The GOV.UK on-call escalations contact will call you to carry this out. See the deploy an emergency banner doc for more information.

Updating the homepage

You might be asked to update the homepage promotion slots to highlight important information on GOV.UK.

Responding to being contacted

Automated monitoring

If you’re available to investigate the problem, acknowledge the alert in PagerDuty to prevent the next person being phoned.

Try to diagnose what the problem is. If you’re comfortable that you understand the problem there’s no need to escalate to the next person. If you’re not sure you completely understand what’s going on, it’s better to escalate the alert in PagerDuty.

If you escalate a problem, stay online to support the other person and to increase your understanding of what’s going on. If a problem is escalated to you, explain what you’re doing to the person who escalated to you.

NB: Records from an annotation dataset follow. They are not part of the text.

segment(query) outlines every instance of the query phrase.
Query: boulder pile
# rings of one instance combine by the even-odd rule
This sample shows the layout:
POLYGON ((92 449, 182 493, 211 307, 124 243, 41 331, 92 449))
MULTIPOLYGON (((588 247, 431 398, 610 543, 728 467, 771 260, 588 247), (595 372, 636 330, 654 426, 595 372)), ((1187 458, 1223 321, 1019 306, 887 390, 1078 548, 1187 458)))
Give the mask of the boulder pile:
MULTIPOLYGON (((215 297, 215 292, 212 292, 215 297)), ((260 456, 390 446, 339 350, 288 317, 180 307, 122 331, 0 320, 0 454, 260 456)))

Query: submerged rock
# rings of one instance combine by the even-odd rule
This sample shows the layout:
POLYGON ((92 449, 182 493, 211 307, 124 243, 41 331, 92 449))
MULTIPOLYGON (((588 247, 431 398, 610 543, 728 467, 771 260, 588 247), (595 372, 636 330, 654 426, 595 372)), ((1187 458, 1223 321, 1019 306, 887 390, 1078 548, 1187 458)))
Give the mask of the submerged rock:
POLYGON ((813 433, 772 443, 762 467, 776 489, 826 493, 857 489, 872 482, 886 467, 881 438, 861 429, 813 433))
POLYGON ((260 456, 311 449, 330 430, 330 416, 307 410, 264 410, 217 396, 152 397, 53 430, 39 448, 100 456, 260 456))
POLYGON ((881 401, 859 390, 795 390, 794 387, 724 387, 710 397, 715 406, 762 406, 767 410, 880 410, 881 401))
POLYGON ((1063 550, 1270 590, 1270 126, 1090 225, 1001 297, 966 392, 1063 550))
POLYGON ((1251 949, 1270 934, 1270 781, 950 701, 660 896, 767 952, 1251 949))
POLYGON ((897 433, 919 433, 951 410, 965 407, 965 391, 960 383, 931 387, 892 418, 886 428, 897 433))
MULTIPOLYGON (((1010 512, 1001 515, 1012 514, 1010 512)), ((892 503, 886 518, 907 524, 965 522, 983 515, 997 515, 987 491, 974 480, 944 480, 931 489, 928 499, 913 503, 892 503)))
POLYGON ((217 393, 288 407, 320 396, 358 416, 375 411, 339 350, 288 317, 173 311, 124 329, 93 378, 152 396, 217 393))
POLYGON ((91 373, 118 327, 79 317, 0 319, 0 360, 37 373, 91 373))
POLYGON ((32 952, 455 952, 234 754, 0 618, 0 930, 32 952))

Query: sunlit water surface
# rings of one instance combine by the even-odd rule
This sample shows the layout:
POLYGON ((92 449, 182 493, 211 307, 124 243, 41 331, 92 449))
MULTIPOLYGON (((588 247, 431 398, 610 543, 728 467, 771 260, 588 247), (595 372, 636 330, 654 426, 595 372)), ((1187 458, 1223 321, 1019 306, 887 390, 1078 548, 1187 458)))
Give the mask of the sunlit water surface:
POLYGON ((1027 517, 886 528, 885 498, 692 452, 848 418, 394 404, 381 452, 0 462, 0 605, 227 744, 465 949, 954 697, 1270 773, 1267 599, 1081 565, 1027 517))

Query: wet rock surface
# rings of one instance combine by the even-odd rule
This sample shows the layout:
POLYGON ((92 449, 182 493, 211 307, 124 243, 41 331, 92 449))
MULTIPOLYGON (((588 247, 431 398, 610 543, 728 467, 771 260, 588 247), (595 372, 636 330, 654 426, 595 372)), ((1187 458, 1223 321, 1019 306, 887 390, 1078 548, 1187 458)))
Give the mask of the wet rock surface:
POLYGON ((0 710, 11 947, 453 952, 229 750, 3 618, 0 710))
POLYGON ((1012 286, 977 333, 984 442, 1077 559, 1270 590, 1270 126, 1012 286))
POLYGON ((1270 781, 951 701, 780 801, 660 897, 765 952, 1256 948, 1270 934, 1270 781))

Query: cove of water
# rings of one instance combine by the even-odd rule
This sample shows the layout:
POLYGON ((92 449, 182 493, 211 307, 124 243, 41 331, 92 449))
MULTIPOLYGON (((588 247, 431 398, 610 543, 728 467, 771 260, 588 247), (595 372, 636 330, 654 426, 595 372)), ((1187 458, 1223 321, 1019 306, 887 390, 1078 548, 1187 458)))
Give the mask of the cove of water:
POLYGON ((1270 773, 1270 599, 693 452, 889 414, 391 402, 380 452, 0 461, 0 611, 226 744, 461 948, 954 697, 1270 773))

If the technical people on-call don’t understand what’s going on, the final escalation will be to a senior member of GOV.UK who can make a decision about how serious the problem is and contact other people on GOV.UK if required.

Phone calls from people

If you’re phoned by somebody who works on GOV.UK it’s likely that this is because:

  • There’s a serious issue with the site which somebody else in government has noticed
  • Government has decided to do emergency publishing

There’s a separate process for urgent changes to content which doesn’t require technical support (assuming everything is working).